Pourriez-vous vous présenter ?

  • Sophie : Je suis Sophie Boulan, je travaille au sein de la direction éducation de la ville de Nantes. J’y suis chargée de l’animation du projet éducatif de territoire.
  • Laure : Je suis Laure Talneau Mary, responsable de la mission projet éducatif à la direction éducation de la ville de Nantes.

Qu’attendez-vous de l’Andev ? Quelle est votre contribution ?

  • Laure : J’assiste à mon premier congrès de l’Andev et je viens d’intégrer la commission permanente. J’espère y échanger, y trouver du partage d’expérience. J’aimerais pouvoir y mettre en commun des ressources puisque, quelles que soient la taille et la nature des territoires où l’on intervient, nous avons en commun de nombreuses problématiques du quotidien.
  • Sophie : J’ai récemment pris mes fonctions. J’attends de l’Andev de pouvoir accéder aux expériences d’autres collectivités de taille comparable sur le volet animation des politiques éducatives.

Qu’aimeriez-vous partager et mutualiser d’avantage avec des collègues d’autres communes ?

  • Laure : Certains collègues pointent que l’on réinvente trop souvent des projets déjà menés ailleurs. Avoir des ressources partagées, se servir, les adapter à nos contextes, à nos territoires, à nos configurations et contribuer en retour serait un gain de temps pour toutes et tous.
  • Sophie : Je connais encore peu l’ANDEV. Mais globalement, je dirais : tout ce qui concerne l’évaluation. Comment évalue-t-on les démarches, les politiques éducatives ?

Quelles difficultés rencontrez-vous dans l’exercice de vos fonctions ?

  • Laure : Libérer du temps de mes collègues sur le terrain qui sont happé.e.s par le quotidien et les urgences.

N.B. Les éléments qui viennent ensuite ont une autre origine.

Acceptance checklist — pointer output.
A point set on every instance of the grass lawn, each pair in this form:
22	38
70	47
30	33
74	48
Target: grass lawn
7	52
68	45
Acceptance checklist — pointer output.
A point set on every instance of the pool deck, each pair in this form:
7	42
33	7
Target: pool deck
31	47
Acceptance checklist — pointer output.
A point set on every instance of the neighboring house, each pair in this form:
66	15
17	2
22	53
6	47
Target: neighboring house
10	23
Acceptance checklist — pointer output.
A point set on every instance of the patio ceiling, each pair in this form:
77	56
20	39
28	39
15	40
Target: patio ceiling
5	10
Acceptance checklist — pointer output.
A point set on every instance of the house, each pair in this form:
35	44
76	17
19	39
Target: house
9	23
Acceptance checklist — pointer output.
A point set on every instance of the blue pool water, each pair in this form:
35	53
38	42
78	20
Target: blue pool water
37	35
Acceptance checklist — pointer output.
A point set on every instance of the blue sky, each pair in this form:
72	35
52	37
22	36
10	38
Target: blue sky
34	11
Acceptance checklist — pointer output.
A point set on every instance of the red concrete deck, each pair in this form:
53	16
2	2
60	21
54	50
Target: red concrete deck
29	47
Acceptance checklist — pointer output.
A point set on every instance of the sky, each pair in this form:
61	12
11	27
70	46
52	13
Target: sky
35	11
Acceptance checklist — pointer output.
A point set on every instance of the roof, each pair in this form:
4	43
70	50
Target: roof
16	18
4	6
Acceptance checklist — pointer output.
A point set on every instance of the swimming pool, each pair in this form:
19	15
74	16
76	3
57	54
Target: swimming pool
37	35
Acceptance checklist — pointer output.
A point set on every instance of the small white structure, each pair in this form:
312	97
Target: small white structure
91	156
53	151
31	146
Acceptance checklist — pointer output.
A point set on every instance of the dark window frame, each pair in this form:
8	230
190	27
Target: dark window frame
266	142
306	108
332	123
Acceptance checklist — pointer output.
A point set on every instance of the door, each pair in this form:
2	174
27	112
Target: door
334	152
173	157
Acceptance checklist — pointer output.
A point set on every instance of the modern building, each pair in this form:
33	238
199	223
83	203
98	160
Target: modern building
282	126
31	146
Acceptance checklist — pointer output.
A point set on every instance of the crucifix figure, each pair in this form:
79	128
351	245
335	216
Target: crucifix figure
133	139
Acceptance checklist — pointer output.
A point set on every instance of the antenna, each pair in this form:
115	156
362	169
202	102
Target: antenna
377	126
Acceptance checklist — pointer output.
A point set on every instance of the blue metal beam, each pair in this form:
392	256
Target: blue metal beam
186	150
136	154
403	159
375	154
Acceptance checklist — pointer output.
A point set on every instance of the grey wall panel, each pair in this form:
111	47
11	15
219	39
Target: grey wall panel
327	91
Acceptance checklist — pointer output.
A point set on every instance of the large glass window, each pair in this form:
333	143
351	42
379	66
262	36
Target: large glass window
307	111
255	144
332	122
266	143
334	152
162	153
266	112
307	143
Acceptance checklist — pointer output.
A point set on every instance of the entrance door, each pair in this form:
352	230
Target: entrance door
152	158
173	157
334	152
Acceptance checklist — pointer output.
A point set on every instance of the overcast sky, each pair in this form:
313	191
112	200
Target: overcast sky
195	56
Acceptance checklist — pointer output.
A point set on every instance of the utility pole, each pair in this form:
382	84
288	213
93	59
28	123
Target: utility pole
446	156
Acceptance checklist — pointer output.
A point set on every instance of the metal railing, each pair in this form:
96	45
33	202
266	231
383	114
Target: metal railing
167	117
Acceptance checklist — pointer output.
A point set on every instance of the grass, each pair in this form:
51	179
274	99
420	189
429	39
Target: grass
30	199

Nous avons besoin de temps ensemble pour travailler sur le projet éducatif et les collaborations transversales. Entre les protocoles sanitaires à appliquer et l’épuisement des agents, qu’ils soient animateurs, des Atsem, ce travail est difficile à mener.
  • Sophie : Les urgences du quotidien nous empêchent de réfléchir à des sujets plus exploratoires mais tout autant essentiels. Pour former, pour faire de la concertation avec les agents, il faut sortir les équipes de leur classe, de leur groupe d’enfants et donc trouver du temps.

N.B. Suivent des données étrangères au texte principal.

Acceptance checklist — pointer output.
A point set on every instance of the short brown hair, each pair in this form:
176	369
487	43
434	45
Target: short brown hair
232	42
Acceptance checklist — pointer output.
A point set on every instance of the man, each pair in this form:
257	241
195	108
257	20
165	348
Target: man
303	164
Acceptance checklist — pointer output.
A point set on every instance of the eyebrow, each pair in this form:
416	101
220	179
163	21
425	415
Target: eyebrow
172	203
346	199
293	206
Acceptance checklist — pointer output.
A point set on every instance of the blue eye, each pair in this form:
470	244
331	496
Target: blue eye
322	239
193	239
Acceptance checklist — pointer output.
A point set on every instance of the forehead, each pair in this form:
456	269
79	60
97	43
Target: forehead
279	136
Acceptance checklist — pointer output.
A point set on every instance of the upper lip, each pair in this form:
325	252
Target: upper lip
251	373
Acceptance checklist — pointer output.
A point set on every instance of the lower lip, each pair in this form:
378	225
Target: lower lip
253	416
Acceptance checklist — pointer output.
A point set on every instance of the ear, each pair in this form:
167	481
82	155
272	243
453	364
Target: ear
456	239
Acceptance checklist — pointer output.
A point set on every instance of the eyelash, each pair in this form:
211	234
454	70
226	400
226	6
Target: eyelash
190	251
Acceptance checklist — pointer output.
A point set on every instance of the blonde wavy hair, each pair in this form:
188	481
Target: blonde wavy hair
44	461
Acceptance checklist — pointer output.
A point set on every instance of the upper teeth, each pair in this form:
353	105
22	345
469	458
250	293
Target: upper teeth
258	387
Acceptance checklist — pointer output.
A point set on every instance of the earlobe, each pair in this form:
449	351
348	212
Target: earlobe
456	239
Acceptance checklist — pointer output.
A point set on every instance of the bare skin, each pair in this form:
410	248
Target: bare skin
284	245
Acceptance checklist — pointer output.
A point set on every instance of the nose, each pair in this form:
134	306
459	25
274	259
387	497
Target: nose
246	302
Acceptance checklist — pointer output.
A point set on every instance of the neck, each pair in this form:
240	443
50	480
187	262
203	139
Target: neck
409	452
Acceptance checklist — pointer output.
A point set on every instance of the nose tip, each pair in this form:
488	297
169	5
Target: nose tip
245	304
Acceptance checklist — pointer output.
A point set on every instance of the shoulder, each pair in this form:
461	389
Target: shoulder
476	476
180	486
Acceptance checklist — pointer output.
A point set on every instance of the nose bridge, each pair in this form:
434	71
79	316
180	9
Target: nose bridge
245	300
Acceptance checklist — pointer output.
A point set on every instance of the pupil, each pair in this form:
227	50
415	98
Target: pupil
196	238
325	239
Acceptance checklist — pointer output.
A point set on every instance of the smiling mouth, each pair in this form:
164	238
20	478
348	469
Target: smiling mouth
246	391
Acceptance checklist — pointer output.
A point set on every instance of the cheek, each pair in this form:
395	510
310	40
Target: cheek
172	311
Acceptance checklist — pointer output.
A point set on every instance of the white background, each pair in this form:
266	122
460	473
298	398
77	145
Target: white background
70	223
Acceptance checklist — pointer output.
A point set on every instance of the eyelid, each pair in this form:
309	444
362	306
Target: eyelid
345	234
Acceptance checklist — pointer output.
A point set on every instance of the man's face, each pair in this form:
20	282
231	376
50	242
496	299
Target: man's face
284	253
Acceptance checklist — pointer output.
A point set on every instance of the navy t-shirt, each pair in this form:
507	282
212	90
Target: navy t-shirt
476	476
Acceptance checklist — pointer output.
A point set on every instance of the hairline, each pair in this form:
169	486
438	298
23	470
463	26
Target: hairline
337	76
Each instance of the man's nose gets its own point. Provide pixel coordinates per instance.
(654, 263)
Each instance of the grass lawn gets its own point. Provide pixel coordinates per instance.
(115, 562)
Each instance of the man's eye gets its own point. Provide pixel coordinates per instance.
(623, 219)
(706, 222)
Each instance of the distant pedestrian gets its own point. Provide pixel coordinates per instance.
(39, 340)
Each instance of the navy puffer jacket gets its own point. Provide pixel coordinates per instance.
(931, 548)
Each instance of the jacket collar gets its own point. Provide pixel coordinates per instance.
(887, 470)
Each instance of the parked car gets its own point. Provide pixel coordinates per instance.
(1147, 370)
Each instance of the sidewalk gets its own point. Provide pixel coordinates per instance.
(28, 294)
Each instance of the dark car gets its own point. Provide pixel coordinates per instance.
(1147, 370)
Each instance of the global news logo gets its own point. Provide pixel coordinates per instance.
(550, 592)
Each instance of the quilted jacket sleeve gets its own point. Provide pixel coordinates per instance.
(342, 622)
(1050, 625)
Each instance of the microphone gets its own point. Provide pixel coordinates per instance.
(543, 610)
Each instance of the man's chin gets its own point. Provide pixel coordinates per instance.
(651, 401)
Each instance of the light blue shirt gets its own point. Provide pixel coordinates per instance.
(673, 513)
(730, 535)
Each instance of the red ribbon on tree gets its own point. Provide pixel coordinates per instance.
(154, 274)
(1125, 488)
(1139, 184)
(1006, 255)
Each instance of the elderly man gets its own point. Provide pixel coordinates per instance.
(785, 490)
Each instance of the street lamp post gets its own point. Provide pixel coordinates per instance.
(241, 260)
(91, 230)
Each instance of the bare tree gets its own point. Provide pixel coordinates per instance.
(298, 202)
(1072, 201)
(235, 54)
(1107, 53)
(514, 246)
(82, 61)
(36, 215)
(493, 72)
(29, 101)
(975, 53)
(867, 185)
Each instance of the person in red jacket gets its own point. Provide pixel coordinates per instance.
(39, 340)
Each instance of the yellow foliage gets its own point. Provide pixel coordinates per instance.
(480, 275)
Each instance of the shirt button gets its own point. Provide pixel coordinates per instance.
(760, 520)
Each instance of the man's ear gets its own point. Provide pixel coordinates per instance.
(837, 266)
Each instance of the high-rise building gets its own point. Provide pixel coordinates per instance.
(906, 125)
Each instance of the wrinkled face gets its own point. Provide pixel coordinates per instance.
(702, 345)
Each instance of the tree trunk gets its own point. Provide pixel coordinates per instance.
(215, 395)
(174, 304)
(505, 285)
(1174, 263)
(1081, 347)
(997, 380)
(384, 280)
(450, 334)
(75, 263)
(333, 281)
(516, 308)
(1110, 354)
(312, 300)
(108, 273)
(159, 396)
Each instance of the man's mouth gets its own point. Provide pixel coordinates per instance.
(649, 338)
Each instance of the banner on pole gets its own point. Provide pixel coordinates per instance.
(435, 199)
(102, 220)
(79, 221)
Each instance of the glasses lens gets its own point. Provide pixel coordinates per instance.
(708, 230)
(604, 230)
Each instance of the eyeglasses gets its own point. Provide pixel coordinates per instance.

Y a-t-il une action particulière que vous souhaiteriez nous faire partager ?

  • Sophie : Malgré une année 2021 compliquée au regard du contexte, nous avons pu organiser une journée de rencontres en ligne entre tous les acteurs locaux de la classe dehors pour accompagner ensemble les enseignantes et les enseignants qui se lancent.

Propos recueillis par Benjamin Gentils.